Cold Case Hammarskjöld, 2019.
Directed by Mads Brügger.
Starring Mads Brügger and Göran Björkdahl.
SYNOPSIS:
Danish director Mads Brügger and Swedish private investigator Göran Björkdahl are trying to solve the mysterious death of Dag Hammarskjöld. As their investigation closes in, they discover a crime far worse than killing the Secretary-General of the United Nations.
Documentary filmmakers en masse have increasingly toyed with the documentary form in recent years, whether self-reflexively riffing on the feat of doc-making itself, self-consciously blurring the line between fact and fiction, or hinging on a narrative twisty enough to shame a John le Carré novel.
Mads Brügger’s new doc Cold Case Hammarskjöld attempts all three in varying degrees, then, as it examines the shady circumstances behind the death of UN General Secretary Dag Hammarskjöld, whose plane crashed in Zambia (then Northern Rhodesia) in 1961.
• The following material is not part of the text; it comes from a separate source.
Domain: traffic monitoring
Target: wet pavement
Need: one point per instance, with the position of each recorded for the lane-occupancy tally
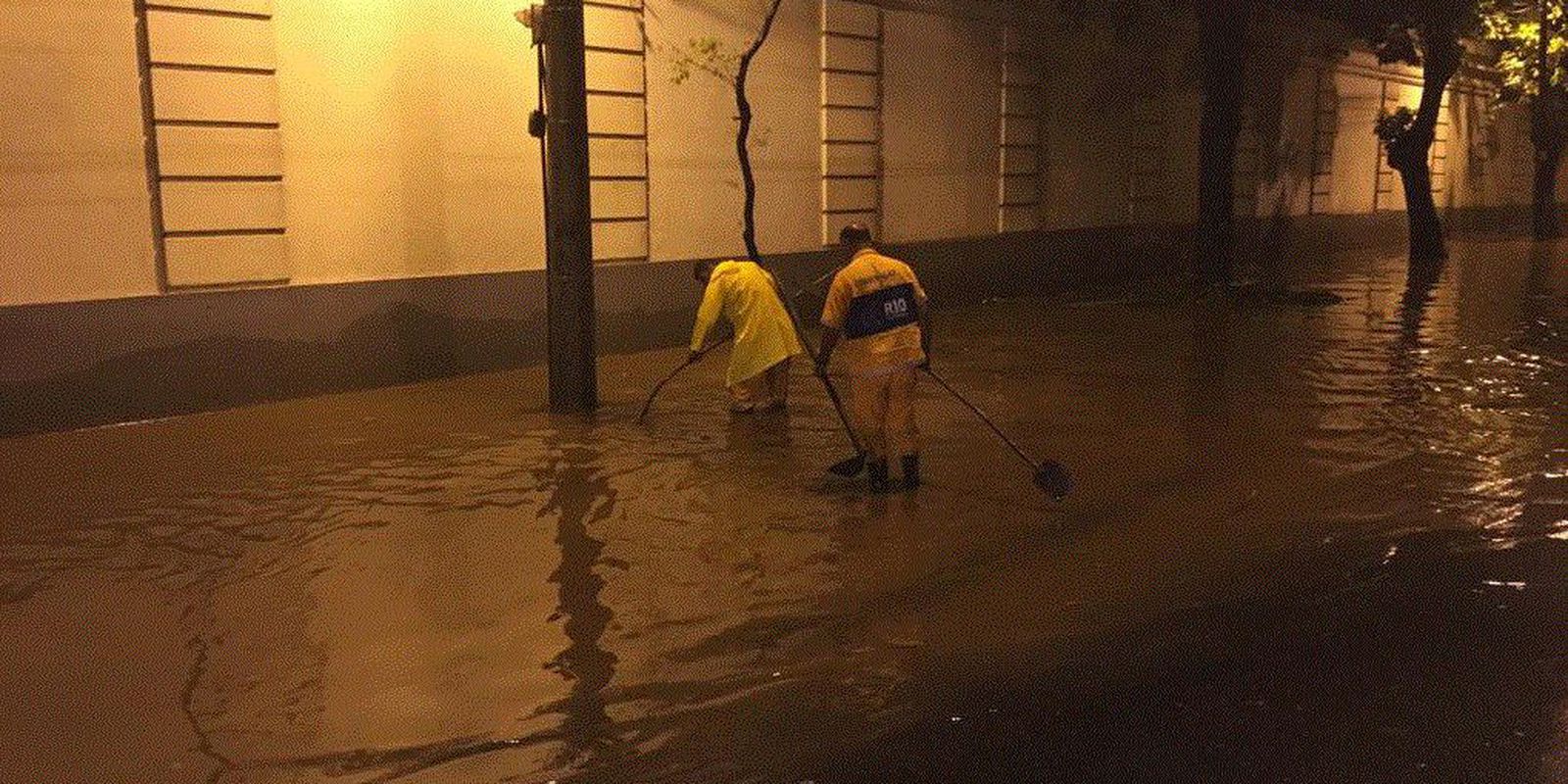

Brügger teams up with Göran Björkdahl, a Swedish aid worker, to try and get to the bottom of Hammarskjöld’s fate, interviewing the surprisingly abundant number of people willing to discuss their link to that fateful night, as it becomes increasingly likely that Hammarskjöld’s plane was intentionally downed.
But at this point we’re only talking about the movie’s first act, because Brügger’s doc becomes something much more than a mere murder-mystery. With more fascinatingly macabre turns than a slickly-crafted multiplex thriller, examining Hammarskjöld’s death is simply the primer for uncovering a country-spanning political conspiracy which, if true, is utterly horrifying. The ensuing slew of convincing revelations prove staggering enough that even Brügger himself confesses mid-film to have lost interest in the instigating maybe-murder case.
Another “trope” of recent documentary filmmaking is the tendency for directors to directly involve themselves, even becoming “characters” in their own work. While recent films such as Yance Ford’s Strong Island have done this to intensely stirring effect, Brügger’s approach is decidedly more playful, and also far more likely to divide. In one of the film’s opening scenes, our director is heard discussing the title of his film, and he peppers the doc with sequences of himself attempting to organise the story alongside a secretary who may or may not be an actor.
This approach won’t vibe with some at all, and understandably so; it does invite a whiff of self-interest beyond the morbid curiosity for the story, and feels like padding in a film that runs over two hours in length.
Despite Brügger’s clear desire not to serve up another staid true crime doc, the format is generally quite procedural, throwing up chapter inter-titles which over-explain what we’re about to see, which in conjunction with a fairly stodgy talking heads presentation and infrequent voiceover narration, doesn’t make for the most visually riveting viewing. Some brief animated cutaways do break up the visual monotony somewhat, though.
But thankfully, the film is mostly interesting enough on its own merits, and the amount of co-operation Brügger achieves almost 60 years after-the-fact is undeniably impressive. While it won’t surprise anyone to learn that the film ends on an elliptical note, the sheer depth of Brügger’s coverage across unrelated subjects makes a compelling – if certainly not cast-iron – case for his central argument.
Though fundamentally unbalanced and a little too navel-gazing at times, Cold Case Hammarskjöld presents a chillingly plausible slice of possibly-true crime speculation.